Darrow Vanderburgh-Wertz waits in a line outside the Durham County Board of Elections on West Corporation Street, Saturday May 5, 2012, in Durham, N.C. Organizers and volunteers for and against the proposed constitutional amendment to ban gay marriage in North Carolina marshaled their forces Saturday to persuade early voters on their way to polling places and remind others to vote on the measure during Tuesday's primary election. (AP Photo/The Herald-Sun, Bernard Thomas)Photo by Associated Press /Chattanooga Times Free Press.
RALEIGH, N.C. (AP) — It's decision day for a bid to add a proposed ban on gay marriage to the North Carolina constitution so it's much harder to change in the future.
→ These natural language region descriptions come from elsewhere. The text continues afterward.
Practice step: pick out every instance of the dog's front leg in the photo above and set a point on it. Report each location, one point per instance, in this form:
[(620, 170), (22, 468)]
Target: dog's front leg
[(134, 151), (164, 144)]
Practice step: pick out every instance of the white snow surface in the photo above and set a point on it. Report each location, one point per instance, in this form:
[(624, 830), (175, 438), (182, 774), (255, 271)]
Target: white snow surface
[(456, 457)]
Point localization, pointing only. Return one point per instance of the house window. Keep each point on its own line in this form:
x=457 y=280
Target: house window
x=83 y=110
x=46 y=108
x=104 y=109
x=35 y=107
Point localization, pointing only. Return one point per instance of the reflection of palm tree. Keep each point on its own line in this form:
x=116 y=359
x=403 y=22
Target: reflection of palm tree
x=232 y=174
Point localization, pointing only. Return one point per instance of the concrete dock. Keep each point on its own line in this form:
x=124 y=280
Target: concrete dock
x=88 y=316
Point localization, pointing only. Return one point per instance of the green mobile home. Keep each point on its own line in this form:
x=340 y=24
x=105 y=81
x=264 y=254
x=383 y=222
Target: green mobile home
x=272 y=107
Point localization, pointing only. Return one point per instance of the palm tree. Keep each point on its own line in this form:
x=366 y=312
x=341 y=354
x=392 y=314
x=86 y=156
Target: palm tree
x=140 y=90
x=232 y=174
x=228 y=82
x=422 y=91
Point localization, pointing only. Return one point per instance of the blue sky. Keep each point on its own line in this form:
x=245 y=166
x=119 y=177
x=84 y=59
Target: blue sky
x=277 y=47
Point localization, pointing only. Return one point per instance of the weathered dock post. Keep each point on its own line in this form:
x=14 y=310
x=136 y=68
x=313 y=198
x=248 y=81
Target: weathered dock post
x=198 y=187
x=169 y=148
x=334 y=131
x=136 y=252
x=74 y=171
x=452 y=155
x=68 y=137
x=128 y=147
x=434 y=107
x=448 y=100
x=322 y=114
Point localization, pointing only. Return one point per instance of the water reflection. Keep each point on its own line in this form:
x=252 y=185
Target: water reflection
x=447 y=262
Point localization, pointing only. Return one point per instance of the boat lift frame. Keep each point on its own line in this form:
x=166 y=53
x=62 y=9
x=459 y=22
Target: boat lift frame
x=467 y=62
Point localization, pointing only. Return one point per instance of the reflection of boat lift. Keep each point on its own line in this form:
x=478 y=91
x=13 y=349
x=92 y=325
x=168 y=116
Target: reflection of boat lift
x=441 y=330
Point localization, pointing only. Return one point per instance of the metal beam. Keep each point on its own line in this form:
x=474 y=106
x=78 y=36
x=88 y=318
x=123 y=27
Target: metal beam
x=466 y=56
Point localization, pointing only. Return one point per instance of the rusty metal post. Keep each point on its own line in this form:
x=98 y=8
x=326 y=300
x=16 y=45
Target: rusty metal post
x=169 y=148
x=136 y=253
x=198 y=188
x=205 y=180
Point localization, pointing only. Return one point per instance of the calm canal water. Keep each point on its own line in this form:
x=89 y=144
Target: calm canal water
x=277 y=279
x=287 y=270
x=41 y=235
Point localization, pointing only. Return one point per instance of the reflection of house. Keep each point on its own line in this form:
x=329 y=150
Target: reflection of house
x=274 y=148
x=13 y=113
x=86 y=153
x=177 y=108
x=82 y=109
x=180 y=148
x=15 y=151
The state votes Tuesday on a constitutional amendment to define marriage as only between a man and a woman, putting North Carolina at the center of a growing debate between generations and America's major political parties over legalizing same-sex unions.
The fate of the gay-marriage ban in the last Southern state without a constitutional amendment hinges on who shows up to vote.
Amendment opponents are drawing support from Democratic Party candidates, younger voters, urban areas and the NAACP. Supporters of the gay marriage amendment are finding their core support in the GOP, older voters, rural areas and conservative black churches.